Prendre l'avion en Afrique noire pour aller à Ouagadougou, à Maputo pour un séjour balnéaire, ou à Pointe Noire pour affaires n'a jamais paru aussi simple. Mais les vols, en plein essor, restent parmi les plus chers du monde et les moins sûrs.
Dans les plus grands pays, comme l'Afrique du Sud, des compagnies à bas prix font leur apparition: Kulula, Mango, 1time et prochainement, la Santaco, annoncée par l'industrie des taxis pour assurer des liaisons intérieures peu desservies.
Pour se développer, les compagnies aériennes du continent doivent cependant surmonter beaucoup d'obstacles: verrous réglementaires, taxes élevées, sécurité défaillante et aéroports mal équipés.
Cela n'empêche, l'Association internationale du transport aérien (AITA) prédit à l'Afrique subsaharienne la seconde plus forte croissance en termes de passagers d'ici 2014.
Et des compagnies étrangères au continent font aussi ce pari, misant sur la montée d'une classe moyenne désireuse de prendre davantage l'avion.
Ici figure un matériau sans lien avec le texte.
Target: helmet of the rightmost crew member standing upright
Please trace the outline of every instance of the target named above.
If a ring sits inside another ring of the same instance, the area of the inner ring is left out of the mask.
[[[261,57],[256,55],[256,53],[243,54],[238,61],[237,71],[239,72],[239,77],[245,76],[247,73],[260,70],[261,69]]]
En février 2012, Emirates Airline fera cinq rotations par semaine entre le Zimbabwe, la Zambie et Dubaï. La compagnie profite des difficultés de la compagnie nationale Air Zimbabwe qui a réduit son offre en raison de nombreuses grèves pour des impayés de salaires et d'un important endettement.
Plus généralement, Emirates Airline entend agrandir son réseau africain à 21 villes.
"On a compris depuis longtemps l'énorme potentiel de l'Afrique, aujourd'hui l'une des régions connaissant l'expansion la plus rapide, du fait de son marché de plus d'un milliard de personnes, de la demande de consommation croissante et de l'abondance des ressources naturelles", confie un dirigeant de la compagnie, sheikh Ahmed bin Saeed Al-Maktoum.
L'arrivée d'Emirates Airline inquiète.
L'association des compagnies aériennes africaines (Afraa, 40 membres) réclame le maintien de protections pour éviter une concurrence non-africaine à tout crin, et plaide auprès des gouvernements pour qu'ils autorisent davantage de vols régionaux.
Ils craignent par dessus tout de voir les passagers locaux aspirés vers des hubs lointains puis redirigés sur le continent, explique Siza Mzimzela, dirigeant de la compagnie sud-africaine South Africain Airways.
C'est déjà le cas pour certaines destinations, notamment dès qu'il s'agit de franchir les anciennes frontières coloniales. Voler de Johannesburg, membre du Commonwealth, à Pointe noire, la ville pétrolière du Congo-Brazzaville, ancienne possession française, implique une à deux escales au choix: Paris, Francfort ou Zürich.
Le marché n'est pas assez ouvert, critique Keelan Morris, un porte-parole de la compagnie nigériane Arik Air: "Les voyages en Afrique comptent pour moins de 5% du trafic mondial, mais les tarifs sont parmi les plus élevés au monde".
Arik Air s'est lancé sur le marché nigérian en 2006, avec le premier avion neuf dans le pays depuis 20 ans. Il assure aujourd'hui 29 destinations intérieures et à l'étranger, et compte ouvrir cinq nouveaux vols supplémentaires vers l'Afrique d'ici la fin de l'année.
Les problèmes de maintenance sont l'un des facteurs clé qui explique pourquoi l'Afrique enregistre un taux d'accidents douze fois supérieur à la moyenne mondiale, selon des données 2010 de l'IATA. Et encore ce chiffre ne tient-il compte que de la flotte de fabrication occidentale, et pas des accidents survenant par exemple à bord d'appareils de fabrication soviétique, recyclés en Afrique.
Voler dans certains pays est également plus dangereux que dans d'autres. La sécurité aérienne au RD Congo, par exemple, laisse notoirement à désirer.
"Certains gouvernements semblent s'ouvrir et desserrer l'étau", constate Bert van der Linden, un dirigeant de la Comair, qui assure les vols intérieurs sud-africains de British Airways. Mais, dit-il, "l'un des grands problèmes de l'Afrique en ce moment est que certains pays dérégulent leur marché, d'autres pas. Lentement mais sûrement, les choses commencent cependant à évoluer".